Summary

Videos

Activities

References

If a cricketer catches a ball he moves his hand back while catching the ball. He does this to reduce the impact, due to the force of the ball on his hand. An object in motion has momentum. Momentum is defined as the product of mass and velocity of an object.

The momentum of the object at the starting of the time interval is called the initial momentum and the momentum of the object at the end of the time interval is called the final momentum. The rate of change of momentum of an object is directly proportional to the applied force.

Newton's second law quantifies the force on an object. The magnitude of force is given by the equation,

F = ma, where 'm' is the mass of the object and 'a' is its acceleration. The CGS unit of force is dyne and the SI unit is newton (N).

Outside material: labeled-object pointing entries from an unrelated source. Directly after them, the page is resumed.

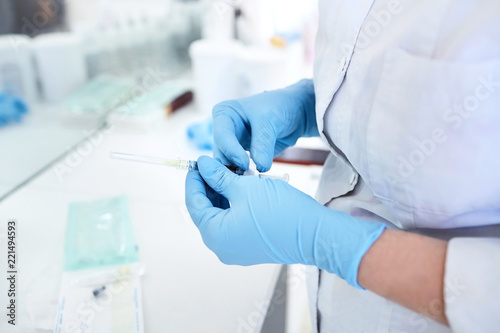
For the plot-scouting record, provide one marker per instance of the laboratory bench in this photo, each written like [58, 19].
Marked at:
[185, 288]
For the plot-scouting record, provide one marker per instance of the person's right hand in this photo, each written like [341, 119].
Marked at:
[264, 124]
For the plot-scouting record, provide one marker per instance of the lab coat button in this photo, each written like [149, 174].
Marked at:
[342, 65]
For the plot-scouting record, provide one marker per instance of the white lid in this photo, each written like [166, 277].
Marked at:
[53, 40]
[214, 48]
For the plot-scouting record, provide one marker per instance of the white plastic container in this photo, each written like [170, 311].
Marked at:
[215, 73]
[60, 63]
[17, 74]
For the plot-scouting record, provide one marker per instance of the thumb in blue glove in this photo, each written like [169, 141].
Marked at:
[264, 124]
[269, 221]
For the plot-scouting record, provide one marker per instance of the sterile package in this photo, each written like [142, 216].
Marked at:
[101, 289]
[102, 300]
[99, 233]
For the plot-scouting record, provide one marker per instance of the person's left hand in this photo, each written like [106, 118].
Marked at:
[269, 221]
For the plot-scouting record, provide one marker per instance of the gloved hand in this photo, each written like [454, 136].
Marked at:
[12, 109]
[264, 124]
[269, 221]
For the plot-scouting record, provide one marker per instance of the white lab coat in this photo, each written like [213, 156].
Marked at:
[408, 97]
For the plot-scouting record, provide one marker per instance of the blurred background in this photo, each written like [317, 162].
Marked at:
[67, 68]
[82, 79]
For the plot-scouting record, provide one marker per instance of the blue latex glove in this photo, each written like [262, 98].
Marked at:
[12, 109]
[264, 124]
[270, 221]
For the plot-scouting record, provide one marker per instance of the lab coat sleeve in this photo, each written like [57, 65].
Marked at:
[472, 284]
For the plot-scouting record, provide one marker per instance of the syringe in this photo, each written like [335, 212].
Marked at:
[190, 165]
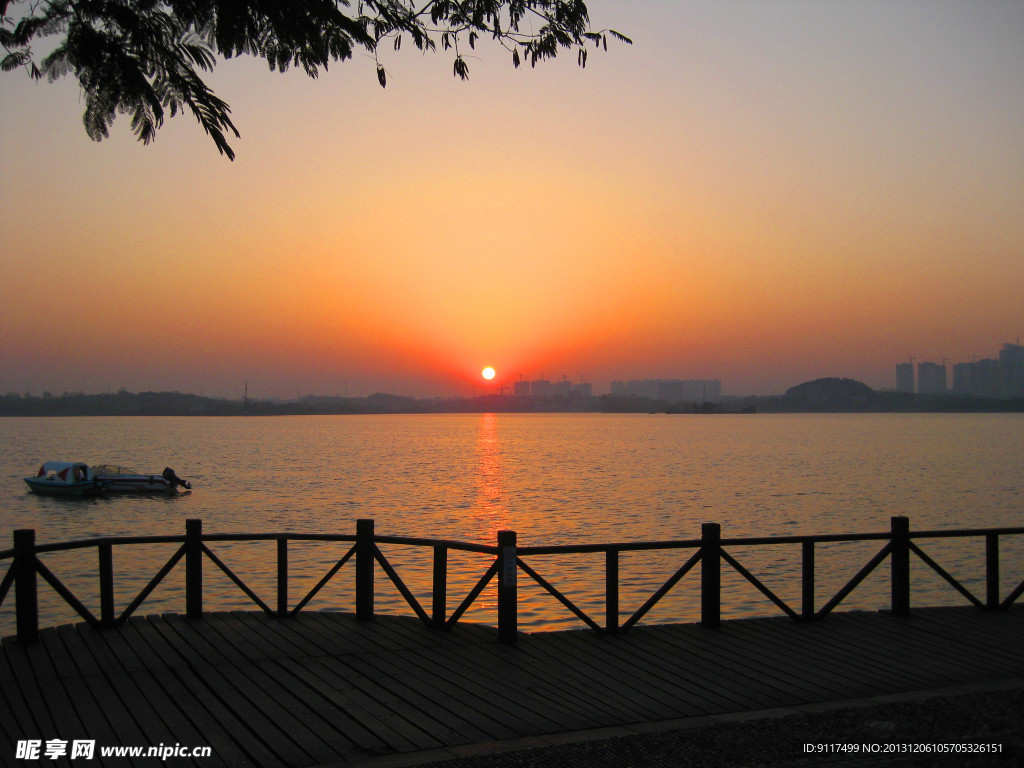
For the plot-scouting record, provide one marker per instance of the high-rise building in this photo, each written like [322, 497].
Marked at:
[540, 388]
[931, 378]
[1012, 359]
[904, 377]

A large amount of force acting on an object for a short interval of time is called impulse or impulsive force. Numerically impulse is the product of force and time. Impulse of an object is equal to the change in momentum of the object.

**Impulse and Impulsive Force**

The momentum of an object is the product of its mass and velocity. The force acting on a body causes a change in its momentum. In fact, according to Newton’s second law of motion, the rate of change in the momentum of a body is equal to the net external force acting on it.

Another useful quantity that we come across is “impulse”. “Impulse” is the product of the net external force acting on a body and the time for which the force is acted.

If a force “F” acts on a body for “t” seconds, then Impulse I = Ft.

In fact, this is also equal to the change in the momentum of the body. It means that due to the application of force, if the momentum of a body changes from “P” to “P ' ”, then impulse,

I = P ' - P.

For the same change in momentum, a small force can be made to act for a long period of time, or a large force can be made to act for a short period of time. A fielder in a cricket match uses the first method while catching the ball. He pulls his hand down along with the ball to decrease the impact of the ball on his hands.

In a cricket match, when a batsman hits a ball for a six, he applies a large force on the ball for a very short duration. Such large forces acting for a short time and producing a definite change in momentum are called “impulsive forces”.

**Derivation of Newton’s Second Law of Motion**

Newton’s second law of motion states that the rate of change of momentum of an object is Proportional to the applied unbalanced force in the direction of force.

Suppose an object of mass, m is moving along a straight line with an initial velocity, u. It is uniformly accelerated to velocity, v in time, t by the application of a constant force, F throughout the time t. The initial and final momentum of the object will be, p_{1 }= mu and p_{2} = mv respectively.

The change in momentum = p_{2} – p_{1}

The change in momentum = mv – mu

The change in momentum = m × (v – u).

The rate of change of momentum = m × $\frac{\text{(v - u)}}{\text{t}}$

Or, the applied force,

F ∝ m × $\frac{\text{(v - u)}}{\text{t}}$

F = km × $\frac{\text{(v - u)}}{\text{t}}$ = kma ---------------------------- (i)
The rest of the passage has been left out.